Às vezes me pergunto
se a inocência coletiva morreu,
ou se apenas está dormindo em alguma esquina,
embolada num cobertor fino,
esperando que alguém a reconheça.
Mas o vento da desigualdade é gelado,
e tudo o que não se protege
vira ruína.


Queríamos acreditar de novo,
como quem acende uma lamparina
em noite de apagão —
mas o óleo é curto,
a chama vacila,
e há mãos escondidas soprando contra ela.

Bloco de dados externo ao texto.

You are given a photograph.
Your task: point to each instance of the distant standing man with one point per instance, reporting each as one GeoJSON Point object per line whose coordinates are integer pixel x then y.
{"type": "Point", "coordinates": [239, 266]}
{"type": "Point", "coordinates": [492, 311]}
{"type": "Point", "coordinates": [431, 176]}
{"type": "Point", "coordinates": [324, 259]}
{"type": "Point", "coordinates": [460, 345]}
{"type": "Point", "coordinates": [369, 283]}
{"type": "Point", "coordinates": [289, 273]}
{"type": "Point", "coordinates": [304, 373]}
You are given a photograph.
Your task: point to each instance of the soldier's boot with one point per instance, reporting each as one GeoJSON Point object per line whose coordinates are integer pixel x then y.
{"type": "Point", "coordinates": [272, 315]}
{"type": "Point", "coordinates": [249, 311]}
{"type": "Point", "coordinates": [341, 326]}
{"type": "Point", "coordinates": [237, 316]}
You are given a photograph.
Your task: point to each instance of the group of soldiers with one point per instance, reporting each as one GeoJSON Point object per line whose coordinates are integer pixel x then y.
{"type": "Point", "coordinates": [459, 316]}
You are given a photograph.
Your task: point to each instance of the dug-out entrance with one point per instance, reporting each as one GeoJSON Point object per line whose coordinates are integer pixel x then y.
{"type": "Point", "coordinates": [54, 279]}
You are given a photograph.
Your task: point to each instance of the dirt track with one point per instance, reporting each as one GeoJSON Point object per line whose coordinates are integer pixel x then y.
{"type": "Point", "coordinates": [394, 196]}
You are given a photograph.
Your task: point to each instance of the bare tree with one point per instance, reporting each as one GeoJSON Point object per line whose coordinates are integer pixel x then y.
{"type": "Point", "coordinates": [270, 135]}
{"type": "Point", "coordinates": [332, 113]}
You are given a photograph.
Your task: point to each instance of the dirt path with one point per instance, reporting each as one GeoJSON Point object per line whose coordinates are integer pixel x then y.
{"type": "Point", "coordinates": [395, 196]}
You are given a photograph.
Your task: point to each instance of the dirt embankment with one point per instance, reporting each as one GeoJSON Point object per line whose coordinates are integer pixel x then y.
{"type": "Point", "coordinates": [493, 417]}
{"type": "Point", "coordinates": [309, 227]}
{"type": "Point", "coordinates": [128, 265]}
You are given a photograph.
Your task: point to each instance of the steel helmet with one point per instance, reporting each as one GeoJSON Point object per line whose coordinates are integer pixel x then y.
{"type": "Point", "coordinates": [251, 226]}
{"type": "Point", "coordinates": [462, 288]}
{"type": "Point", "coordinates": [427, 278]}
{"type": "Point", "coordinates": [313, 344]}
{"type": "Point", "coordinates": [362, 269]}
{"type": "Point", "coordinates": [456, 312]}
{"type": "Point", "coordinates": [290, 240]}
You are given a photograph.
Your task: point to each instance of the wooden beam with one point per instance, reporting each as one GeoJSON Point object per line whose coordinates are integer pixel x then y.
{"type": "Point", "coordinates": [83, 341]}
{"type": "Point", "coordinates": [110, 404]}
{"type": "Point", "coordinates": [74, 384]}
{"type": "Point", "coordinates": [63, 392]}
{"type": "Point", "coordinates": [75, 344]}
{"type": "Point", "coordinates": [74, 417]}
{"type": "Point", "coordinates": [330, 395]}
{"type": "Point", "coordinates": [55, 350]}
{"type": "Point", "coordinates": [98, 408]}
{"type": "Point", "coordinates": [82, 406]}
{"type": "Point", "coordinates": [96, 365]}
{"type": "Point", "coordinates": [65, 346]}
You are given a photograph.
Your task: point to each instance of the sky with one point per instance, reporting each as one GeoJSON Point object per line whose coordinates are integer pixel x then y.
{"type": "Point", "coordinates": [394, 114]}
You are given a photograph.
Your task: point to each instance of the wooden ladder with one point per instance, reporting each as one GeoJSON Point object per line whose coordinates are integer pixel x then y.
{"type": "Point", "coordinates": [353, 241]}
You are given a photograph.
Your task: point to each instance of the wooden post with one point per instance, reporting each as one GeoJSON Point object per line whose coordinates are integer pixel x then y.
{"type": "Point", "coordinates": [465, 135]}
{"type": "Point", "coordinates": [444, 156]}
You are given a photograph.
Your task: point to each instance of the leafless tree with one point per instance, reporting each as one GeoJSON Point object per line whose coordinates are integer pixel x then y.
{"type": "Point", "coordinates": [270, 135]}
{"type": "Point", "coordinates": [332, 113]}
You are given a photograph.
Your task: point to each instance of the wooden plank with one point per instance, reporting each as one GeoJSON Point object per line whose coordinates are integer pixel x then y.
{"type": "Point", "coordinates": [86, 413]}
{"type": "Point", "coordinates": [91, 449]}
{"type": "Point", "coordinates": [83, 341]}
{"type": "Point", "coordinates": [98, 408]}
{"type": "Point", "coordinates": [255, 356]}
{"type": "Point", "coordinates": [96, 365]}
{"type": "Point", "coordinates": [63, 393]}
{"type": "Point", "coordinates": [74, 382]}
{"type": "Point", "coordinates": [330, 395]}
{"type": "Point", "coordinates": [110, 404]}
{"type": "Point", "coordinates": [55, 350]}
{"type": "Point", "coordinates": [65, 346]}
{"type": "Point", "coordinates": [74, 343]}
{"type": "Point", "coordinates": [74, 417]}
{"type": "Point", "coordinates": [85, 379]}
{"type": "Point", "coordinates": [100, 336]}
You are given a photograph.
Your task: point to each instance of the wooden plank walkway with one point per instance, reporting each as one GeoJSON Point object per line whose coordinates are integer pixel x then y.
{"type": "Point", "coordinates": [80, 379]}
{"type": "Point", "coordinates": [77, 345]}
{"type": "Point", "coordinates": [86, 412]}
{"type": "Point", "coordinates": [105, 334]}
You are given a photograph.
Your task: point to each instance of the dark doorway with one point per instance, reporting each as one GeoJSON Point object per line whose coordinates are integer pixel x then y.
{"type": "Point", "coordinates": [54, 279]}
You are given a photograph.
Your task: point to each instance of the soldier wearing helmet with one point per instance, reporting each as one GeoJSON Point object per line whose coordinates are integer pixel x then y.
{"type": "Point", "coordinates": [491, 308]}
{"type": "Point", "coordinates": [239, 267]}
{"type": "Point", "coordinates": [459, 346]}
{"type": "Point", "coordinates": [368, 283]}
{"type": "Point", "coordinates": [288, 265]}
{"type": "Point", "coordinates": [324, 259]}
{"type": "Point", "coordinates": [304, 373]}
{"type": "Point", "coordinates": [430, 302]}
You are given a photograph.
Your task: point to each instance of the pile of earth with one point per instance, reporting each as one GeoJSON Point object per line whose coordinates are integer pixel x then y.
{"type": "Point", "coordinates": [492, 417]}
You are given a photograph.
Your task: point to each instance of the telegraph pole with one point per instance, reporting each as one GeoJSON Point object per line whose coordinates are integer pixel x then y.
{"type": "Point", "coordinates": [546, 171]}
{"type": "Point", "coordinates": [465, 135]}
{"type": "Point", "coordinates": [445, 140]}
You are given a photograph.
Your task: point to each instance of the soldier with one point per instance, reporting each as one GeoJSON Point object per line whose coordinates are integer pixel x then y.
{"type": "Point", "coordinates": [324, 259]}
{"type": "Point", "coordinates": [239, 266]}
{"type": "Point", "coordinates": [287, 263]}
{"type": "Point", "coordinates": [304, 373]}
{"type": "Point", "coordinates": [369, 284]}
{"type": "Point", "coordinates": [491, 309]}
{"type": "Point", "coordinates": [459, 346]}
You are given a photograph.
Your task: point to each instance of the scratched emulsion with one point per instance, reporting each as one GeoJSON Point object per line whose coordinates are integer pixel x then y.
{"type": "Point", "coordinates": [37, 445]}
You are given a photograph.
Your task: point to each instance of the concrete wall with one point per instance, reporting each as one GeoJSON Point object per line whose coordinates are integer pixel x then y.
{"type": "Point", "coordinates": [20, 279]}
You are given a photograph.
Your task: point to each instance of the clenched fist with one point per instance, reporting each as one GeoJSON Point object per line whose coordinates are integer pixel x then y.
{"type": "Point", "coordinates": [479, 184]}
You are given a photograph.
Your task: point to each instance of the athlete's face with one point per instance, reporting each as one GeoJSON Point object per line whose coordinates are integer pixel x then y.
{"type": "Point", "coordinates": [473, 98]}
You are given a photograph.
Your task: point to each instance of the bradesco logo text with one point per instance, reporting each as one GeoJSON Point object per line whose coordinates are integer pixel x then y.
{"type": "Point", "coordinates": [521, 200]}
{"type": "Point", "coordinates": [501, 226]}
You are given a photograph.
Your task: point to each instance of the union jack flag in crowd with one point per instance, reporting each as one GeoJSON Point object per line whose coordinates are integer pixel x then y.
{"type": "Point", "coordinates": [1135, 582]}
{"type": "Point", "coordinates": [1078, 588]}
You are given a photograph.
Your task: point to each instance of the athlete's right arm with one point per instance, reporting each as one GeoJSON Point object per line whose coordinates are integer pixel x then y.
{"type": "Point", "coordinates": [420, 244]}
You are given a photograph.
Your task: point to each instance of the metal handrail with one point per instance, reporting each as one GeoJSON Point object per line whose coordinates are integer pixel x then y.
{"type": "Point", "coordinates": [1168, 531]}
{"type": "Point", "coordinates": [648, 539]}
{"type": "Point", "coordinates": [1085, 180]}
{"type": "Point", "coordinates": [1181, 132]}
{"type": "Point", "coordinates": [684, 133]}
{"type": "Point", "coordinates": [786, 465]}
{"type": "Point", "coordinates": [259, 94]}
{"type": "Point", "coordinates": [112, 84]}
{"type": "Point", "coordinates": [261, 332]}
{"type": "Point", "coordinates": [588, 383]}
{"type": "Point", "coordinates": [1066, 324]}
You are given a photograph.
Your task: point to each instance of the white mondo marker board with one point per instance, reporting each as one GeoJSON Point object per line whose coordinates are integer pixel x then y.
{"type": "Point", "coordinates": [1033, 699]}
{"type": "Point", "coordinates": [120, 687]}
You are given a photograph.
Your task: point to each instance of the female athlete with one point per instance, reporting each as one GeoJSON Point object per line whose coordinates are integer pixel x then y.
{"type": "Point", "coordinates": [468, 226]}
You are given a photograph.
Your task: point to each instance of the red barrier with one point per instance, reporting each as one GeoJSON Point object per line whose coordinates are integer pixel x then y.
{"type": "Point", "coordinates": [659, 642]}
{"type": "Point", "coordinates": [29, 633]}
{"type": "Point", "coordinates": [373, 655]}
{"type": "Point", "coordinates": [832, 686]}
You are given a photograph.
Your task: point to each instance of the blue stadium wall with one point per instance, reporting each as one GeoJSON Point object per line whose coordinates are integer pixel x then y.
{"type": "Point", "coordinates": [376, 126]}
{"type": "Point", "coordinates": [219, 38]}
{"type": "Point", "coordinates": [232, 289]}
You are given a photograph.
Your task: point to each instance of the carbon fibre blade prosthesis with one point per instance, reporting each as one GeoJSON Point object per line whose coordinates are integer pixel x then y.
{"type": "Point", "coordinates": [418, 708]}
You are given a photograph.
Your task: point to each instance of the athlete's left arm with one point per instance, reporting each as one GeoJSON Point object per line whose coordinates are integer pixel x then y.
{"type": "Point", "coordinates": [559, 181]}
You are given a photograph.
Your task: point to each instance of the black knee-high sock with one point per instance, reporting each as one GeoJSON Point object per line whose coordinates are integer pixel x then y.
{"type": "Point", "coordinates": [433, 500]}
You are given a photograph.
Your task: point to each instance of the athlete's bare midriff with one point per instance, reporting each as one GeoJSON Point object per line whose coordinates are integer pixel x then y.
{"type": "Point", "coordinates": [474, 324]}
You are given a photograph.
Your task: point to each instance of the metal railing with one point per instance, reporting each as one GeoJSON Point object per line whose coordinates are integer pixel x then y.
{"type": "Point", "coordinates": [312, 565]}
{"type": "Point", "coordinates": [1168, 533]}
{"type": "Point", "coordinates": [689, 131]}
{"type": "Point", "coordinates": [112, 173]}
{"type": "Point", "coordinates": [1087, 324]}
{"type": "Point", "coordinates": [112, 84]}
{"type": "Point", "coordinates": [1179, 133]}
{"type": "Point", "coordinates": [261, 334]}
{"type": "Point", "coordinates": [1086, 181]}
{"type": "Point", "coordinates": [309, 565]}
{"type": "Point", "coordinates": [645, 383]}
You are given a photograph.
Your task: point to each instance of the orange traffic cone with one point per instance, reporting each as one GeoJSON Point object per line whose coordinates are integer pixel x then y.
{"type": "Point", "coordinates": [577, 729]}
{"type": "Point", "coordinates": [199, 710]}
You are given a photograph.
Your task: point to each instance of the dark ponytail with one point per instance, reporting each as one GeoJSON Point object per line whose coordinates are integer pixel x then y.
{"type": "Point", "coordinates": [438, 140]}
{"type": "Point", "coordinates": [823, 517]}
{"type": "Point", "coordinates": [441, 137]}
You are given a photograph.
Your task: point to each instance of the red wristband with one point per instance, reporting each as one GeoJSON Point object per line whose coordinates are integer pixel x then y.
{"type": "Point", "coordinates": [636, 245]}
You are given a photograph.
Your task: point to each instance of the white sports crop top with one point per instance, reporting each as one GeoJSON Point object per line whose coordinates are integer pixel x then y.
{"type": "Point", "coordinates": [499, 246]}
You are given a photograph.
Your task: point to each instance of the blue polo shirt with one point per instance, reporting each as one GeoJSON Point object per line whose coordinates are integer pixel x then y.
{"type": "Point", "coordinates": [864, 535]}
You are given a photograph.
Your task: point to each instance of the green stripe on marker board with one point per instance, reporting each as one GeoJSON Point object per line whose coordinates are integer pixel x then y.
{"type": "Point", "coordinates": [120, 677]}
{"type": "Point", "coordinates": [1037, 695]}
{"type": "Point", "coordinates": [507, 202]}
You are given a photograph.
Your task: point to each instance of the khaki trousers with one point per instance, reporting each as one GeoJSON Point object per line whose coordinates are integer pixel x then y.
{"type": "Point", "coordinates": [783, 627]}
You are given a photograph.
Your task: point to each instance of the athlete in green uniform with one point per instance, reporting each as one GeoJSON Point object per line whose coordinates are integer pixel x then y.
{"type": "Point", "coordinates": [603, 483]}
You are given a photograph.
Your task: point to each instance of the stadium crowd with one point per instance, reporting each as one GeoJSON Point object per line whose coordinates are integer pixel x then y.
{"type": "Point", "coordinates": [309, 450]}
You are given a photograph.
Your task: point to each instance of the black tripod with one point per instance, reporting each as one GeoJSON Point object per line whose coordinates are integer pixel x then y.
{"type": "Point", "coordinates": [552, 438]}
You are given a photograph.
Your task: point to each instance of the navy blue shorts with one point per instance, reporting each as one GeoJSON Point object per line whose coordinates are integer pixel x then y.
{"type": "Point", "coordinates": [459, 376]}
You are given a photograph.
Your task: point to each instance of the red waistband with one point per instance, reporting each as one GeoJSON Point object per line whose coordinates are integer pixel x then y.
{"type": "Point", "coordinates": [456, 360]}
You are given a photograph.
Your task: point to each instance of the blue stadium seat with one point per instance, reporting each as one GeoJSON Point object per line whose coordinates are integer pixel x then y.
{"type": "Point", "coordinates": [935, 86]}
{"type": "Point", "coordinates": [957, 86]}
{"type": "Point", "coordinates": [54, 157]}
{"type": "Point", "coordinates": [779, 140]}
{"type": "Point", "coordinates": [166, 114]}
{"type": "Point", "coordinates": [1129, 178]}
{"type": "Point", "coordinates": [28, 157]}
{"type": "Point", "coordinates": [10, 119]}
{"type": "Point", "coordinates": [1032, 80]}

Ainda assim, há um lamento que resiste,
um murmúrio teimoso que sobe do chão rachado:
o desejo de recuperar algo perdido.
Não sei se é a inocência,
a confiança,
ou apenas um país que cabia no peito
antes de caber no noticiário.


E mesmo sabendo que o poder
continua a colher nossos sonhos
como quem colhe frutos alheios,
eu guardo — em algum canto do corpo —
a fé de que um dia
as mãos que hoje tremem
voltem a erguer o que fomos
e o que ainda podemos ser.


Não por ingenuidade,
mas por sobrevivência.

O anjo não te livra da dor; te recorda do sentido que a dor pode revelar.


Sezar Kosta

Se existe destino, foi um anjo que escreveu o nosso encontro.